## SCHIFI: Scalable and flexible high performance FPGA-based fault injector

Suman Sau, Maha Kooli, Giorgio Di Natale, Alberto Bosio, Amlan Chakrabarti

#### ▶ To cite this version:

Suman Sau, Maha Kooli, Giorgio Di Natale, Alberto Bosio, Amlan Chakrabarti. SCHIFI: Scalable and flexible high performance FPGA-based fault injector. DCIS 2016 - 31st Conference on Design of Circuits and Integrated Systems, Nov 2016, Granada, Spain. 10.1109/DCIS.2016.7845375. lirmm-01700747

### HAL Id: lirmm-01700747 https://hal-lirmm.ccsd.cnrs.fr/lirmm-01700747

Submitted on 1 Apr 2022

**HAL** is a multi-disciplinary open access archive for the deposit and dissemination of scientific research documents, whether they are published or not. The documents may come from teaching and research institutions in France or abroad, or from public or private research centers.

L'archive ouverte pluridisciplinaire **HAL**, est destinée au dépôt et à la diffusion de documents scientifiques de niveau recherche, publiés ou non, émanant des établissements d'enseignement et de recherche français ou étrangers, des laboratoires publics ou privés.

# SCHIFI: SCalable and flexible High performance FPGA-based Fault Injector

Suman Sau<sup>12</sup>, Maha Kooli<sup>1</sup>, Giorgio Di Natale<sup>1</sup>, Alberto Bosio<sup>1</sup> LIRMM CNRS-UM <firstname.lastname>@lirmm.fr

Amlan Chakrabarti<sup>2</sup> University of Calcutta acakes@caluniv.ac.in

Abstract\*—One of the consequence of the scaling down of latest technologies, is that digital circuits are more prone to be affected by faults caused by physical manufacturing defects, environmental perturbations (e.g., radiations, electromagnetic interference), or aging-related phenomena. Understanding the behavior of the whole system in the presence of faults affecting digital circuits is crucial for designing and validating fault tolerance techniques. Fault injection is a well-known and widely used approach for estimating the behavior of a system in the presence of errors. Among the different techniques, FPGA-based fault injection is one of the most popular since it allows a low-cost, rapid and accurate approach compared to simulation- and hardware based fault injectors. In this paper we present a flexible FPGA fault injector able to inject in the memory hierarchy of a given system.

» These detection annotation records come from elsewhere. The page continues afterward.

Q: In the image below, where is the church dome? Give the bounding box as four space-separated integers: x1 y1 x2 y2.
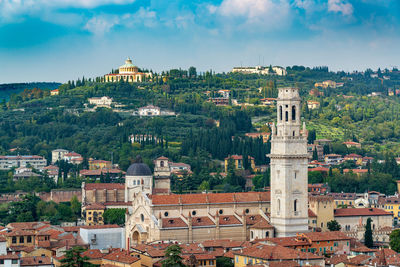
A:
126 163 153 176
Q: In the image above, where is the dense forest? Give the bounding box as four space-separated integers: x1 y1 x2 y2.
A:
0 66 400 198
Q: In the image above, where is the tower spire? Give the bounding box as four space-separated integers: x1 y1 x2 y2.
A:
269 87 308 237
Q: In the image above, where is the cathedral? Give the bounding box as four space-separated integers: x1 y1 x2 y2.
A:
104 58 152 82
125 88 309 247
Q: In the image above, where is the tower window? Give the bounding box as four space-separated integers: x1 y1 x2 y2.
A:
278 199 281 213
292 106 296 121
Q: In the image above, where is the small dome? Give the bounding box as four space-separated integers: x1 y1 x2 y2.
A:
126 163 153 176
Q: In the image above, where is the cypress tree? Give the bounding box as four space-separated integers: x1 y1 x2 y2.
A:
364 218 374 248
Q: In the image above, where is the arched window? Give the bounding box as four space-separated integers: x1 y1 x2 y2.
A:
292 106 296 121
278 198 281 213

Keywords—Reliability, FPGA, Fault Injector, Hardware Faults, Memories

#### I. INTRODUCTION

System reliability has become an important design aspect for computer systems due to the aggressive technology miniaturization, which introduces a large set of different failure sources for hardware components [1][2][3]. The hardware system can be affected by faults caused by physical manufacturing defects, environmental perturbations (e.g., radiations, electromagnetic interference), or aging-related phenomena [4]. Faults propagate through the different hardware structures composing the full system (see Fig. 1). However, faults can be masked during this propagation either at the technological or at architectural level [5][3]. When a fault reaches the software layer of the system, it can corrupt data, instructions or the control flow. These errors may impact the correct software execution by producing erroneous results or prevent the execution of the application leading to abnormal termination or application hang.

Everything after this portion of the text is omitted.